Journal: The American Journal Of Clinical Nutrition
Published:
Abstract

The effects of glucose, sucrose, and fructose ingestion on the serum triglyceride responses to meals containing 40 g fat were studied in 21 normolipidemic, nonobese medical students (9 men, 12 women). Mean postprandial lipemia was not significantly lower after meals containing 50 g glucose and 40 g fat than after meals containing 40 g fat alone (2.11 vs 2.42 mmol.L-1.7 h-1, p greater than 0.45) despite a substantial increase in plasma insulin concentrations after the glucose-containing meal.
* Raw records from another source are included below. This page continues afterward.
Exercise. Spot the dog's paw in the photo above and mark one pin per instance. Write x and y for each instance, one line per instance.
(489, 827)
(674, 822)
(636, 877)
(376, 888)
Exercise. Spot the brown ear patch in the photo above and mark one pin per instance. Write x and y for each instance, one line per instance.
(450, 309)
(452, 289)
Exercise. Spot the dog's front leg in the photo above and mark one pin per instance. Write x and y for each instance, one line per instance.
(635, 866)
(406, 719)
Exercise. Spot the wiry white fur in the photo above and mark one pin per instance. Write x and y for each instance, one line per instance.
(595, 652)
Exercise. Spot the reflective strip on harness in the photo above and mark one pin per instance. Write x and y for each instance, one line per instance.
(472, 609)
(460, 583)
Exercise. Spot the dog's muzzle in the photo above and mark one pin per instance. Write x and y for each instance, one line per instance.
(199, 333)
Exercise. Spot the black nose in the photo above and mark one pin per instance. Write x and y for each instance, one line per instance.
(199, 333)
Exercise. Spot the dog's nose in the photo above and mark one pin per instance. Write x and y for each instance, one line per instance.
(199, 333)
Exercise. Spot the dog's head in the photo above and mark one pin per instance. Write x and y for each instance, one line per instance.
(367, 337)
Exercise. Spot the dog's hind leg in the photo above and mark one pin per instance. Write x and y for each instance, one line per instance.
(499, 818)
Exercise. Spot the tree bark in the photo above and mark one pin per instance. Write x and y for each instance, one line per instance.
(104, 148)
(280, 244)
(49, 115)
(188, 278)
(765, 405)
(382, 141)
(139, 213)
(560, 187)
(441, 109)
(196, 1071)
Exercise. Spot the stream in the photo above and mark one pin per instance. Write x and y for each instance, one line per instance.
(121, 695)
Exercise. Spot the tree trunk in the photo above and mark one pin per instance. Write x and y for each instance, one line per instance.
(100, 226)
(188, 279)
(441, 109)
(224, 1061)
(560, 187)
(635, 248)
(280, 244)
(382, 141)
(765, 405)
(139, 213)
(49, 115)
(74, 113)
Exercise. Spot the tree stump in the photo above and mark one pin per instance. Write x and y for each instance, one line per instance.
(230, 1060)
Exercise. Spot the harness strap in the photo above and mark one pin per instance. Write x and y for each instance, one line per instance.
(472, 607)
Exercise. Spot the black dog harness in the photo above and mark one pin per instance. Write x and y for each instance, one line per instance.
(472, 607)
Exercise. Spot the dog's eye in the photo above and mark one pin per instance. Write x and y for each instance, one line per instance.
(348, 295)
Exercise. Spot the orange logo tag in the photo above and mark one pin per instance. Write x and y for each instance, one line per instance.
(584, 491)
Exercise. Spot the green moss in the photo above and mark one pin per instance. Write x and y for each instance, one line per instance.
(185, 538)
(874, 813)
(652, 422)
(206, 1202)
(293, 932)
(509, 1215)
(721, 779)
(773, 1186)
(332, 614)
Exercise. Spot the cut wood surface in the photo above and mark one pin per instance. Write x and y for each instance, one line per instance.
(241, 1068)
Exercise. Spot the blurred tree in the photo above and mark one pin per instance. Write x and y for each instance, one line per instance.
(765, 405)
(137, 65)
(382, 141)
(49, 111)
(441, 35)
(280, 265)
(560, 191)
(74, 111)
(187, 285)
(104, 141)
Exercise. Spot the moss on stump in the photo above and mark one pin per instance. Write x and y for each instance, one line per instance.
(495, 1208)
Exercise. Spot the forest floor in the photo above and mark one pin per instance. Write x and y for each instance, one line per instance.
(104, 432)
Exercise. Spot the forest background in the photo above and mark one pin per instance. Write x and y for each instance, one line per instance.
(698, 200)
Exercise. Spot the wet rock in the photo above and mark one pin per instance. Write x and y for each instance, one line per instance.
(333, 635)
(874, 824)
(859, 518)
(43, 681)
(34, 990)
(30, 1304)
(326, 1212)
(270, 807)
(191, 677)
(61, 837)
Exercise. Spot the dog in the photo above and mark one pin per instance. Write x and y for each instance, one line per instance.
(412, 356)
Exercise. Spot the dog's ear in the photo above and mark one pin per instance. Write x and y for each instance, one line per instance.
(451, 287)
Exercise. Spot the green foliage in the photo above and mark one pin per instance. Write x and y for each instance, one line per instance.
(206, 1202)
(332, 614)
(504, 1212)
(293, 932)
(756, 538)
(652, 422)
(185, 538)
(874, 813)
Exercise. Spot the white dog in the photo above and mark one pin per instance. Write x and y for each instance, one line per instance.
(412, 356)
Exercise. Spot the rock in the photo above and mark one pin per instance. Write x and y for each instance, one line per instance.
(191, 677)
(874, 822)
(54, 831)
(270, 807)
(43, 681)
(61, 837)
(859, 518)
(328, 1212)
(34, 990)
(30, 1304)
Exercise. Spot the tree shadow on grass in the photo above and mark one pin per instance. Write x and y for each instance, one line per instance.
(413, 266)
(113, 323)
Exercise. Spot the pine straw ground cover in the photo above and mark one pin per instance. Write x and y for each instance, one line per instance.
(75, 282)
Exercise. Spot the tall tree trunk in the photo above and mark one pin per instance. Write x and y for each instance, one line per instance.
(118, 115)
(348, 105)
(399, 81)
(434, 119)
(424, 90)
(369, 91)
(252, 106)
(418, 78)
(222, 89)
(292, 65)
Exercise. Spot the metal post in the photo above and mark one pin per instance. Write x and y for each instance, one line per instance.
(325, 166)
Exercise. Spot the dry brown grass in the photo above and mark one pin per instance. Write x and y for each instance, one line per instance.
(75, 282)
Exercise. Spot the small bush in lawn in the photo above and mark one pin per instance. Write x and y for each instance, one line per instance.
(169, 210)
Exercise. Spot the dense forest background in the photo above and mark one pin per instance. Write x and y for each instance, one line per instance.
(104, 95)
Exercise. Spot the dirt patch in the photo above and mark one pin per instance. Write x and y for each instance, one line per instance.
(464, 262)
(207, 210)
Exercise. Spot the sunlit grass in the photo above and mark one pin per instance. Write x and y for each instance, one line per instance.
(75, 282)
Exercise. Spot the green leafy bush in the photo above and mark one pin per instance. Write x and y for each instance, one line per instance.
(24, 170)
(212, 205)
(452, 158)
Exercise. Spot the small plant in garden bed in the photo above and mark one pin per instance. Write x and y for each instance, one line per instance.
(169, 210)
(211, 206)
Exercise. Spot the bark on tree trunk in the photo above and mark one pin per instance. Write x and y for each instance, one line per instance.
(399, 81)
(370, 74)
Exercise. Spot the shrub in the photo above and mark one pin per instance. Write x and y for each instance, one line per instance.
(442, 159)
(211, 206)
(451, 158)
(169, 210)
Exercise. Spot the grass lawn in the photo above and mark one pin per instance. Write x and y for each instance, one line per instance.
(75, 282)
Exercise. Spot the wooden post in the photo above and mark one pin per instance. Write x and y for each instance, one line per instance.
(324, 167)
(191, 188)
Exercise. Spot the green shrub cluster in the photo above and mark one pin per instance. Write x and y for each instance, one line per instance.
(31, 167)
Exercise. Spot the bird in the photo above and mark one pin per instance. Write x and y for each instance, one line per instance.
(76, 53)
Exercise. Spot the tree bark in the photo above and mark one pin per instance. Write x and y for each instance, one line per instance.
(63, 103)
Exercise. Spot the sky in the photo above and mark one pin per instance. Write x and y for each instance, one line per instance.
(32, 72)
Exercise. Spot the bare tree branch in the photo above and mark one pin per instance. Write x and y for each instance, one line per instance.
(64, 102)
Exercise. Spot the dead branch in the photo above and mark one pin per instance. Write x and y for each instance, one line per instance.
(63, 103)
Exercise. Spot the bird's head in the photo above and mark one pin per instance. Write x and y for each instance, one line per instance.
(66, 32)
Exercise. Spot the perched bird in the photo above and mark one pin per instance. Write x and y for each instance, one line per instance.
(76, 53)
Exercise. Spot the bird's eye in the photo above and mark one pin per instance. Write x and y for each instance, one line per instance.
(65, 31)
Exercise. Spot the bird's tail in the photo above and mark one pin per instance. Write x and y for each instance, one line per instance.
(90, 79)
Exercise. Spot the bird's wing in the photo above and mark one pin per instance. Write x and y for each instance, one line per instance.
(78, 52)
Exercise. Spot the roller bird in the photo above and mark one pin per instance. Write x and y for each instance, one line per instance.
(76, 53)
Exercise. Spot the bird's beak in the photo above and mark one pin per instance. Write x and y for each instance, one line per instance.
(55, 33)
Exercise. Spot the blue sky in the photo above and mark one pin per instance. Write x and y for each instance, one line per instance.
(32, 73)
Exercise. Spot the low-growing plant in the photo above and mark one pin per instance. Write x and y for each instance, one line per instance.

Ingestion of 50 g fructose and 40 g fat (4.23 mmol.L-1.7 h-1, p less than 0.0001) and 100 g sucrose and 40 g fat (3.77 mmol.L-1.7 h-1, p less than 0.001) resulted in significantly greater lipemia than did the ingestion of fat alone. These findings suggest that the ingestion of insulinogenic carbohydrates does not reduce postprandial lipemia in normolipidemic subjects and that the ingestion of fructose and fructose-containing carbohydrates may augment the postprandial lipemia induced by a fat-containing meal.